Se alguma hecatombe destruísse a civilização americana, poupando, entretanto, esses trabalhos de Capra, os sociólogos e historiadores de alguma raça futura veriam os Estados Unidos do Século XX mais ou menos como veríamos os gregos se só nos tivessem legado a sua mitologia. Pois Frank Capra é, acima de tudo, um fabricante de mitos, um fabulista que constrói conflitos apenas pelo prazer de solucioná-los diante de sua câmera de lentes côr-de- rosa. Em Dama por um Dia, baseado num conto de Damon Runyon, o fabuloso fabulista da Broadway, pôs em conflito a sua democracia popular – representada por uma mendiga (May Robson) – com a realeza europeia (Walter Connolly), e está visto que não só a democracia saiu ganhando como também conseguiu absorver a própria nobreza. (A fórmula foi usada antes, e continua prestando ótimos serviços a Hollywood.) Em Aconteceu Naquela Noite, o filme que deu novo rumo à comédia sofisticada norte-americana, o conflito teve lugar dentro da própria democracia romântica de Capra. Walter Connolly e Claudette Colbert representando a riqueza, Clark Gable é dezenas de outras personagens tomando o encargo de defender a querida “gentinha” do diretor. Talvez tenha sido essa a obra mais fiel, dentre as oito citadas, à realidade cotidiana da vida norte-americana. Não no conflito em si, mas sim na própria fórmula encontrada por Capra – e muito explorada depois por outros diretores e cenaristas (2) para justificar a “regeneração” de Miss Colbert: a perseguição movida por Gable à heroína através de todos os Estados Unidos. Na época em que o filme foi feito, os ônibus interestaduais tinham acabado de entrar na vida americana, e ainda eram uma novidade. O que Capra fez foi apresentar uns Estados Unidos em movimento, um pais de itinerantes e nômades, pontilhado de restaurantes de beira de estrada e cabanas para turistas, habitado por caixeiros viajantes, marinheiros a caminho da base ou da cidade natal, gente indo de um estado para outro, num fluxo constante, quase enervante – alimentado pela facilidade de transporte e pelo preço baixo da gasolina.

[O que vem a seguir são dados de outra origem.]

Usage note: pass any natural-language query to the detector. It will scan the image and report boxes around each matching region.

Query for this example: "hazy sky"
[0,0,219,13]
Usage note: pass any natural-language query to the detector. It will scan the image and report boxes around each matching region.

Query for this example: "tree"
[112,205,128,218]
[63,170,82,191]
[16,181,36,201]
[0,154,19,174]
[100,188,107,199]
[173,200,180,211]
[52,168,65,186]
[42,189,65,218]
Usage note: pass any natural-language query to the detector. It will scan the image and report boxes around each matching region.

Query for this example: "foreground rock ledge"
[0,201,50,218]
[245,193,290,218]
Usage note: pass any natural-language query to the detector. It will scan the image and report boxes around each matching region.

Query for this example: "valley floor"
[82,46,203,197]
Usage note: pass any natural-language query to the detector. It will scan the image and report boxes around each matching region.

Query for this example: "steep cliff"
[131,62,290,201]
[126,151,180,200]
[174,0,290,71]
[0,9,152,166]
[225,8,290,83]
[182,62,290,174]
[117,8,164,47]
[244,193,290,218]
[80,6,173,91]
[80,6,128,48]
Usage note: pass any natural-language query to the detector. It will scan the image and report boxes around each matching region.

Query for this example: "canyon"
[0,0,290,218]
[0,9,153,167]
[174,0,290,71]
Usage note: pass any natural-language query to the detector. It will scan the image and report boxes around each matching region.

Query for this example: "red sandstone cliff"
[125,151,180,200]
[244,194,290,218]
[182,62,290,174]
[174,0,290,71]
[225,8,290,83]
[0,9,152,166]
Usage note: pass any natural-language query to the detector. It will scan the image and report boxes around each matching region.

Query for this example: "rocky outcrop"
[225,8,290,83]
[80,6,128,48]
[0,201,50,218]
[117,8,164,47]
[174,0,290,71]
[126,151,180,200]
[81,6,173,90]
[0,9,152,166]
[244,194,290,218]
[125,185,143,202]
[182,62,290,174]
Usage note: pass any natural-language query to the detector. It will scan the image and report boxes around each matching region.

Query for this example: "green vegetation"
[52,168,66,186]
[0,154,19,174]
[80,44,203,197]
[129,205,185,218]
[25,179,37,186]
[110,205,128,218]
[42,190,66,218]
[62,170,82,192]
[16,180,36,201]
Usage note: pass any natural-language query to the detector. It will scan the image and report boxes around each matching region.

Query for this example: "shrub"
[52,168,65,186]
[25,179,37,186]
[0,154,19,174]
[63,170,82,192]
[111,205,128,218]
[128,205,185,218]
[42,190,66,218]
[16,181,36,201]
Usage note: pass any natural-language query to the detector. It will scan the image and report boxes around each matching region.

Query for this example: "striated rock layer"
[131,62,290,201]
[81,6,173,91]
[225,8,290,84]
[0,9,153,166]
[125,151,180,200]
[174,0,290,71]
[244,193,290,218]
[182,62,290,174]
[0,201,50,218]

O Galante Mr. Deeds era a história de um homem que, herdando uma grande fortuna, resolve distribuir o que é seu entre os deserdados da vida. Contado em termos altamente hilariantes, em situações cômicas muito bem armadas, o filme terminava com a celebrada sequência do tribunal, quando o herói, julgado como um perigoso anormal, prova a anormalidade comum em todos os normais.

Conforme indica Harold J. Salemson num cuidadoso estudo do diretor, Frank Capra está sempre à procura de atalhos que levem à Utopia (3). É um rebuscador de panaceias, que não se preocupa com causas e dá soluções rosadas aos efeitos, sempre expostos superficialmente num mundo de emoções e tipos capreanos. Intrinsecamente, é verdade, seus problemas são reais: riqueza versus pobreza, honestidade versus corrupção. Mas Capra lida com figuras fortemente delineadas do Bem e do Mal. Seus heróis são repositórios de virtudes. Seus vilões são praticamente inexpugnáveis – pelo menos até a última cena.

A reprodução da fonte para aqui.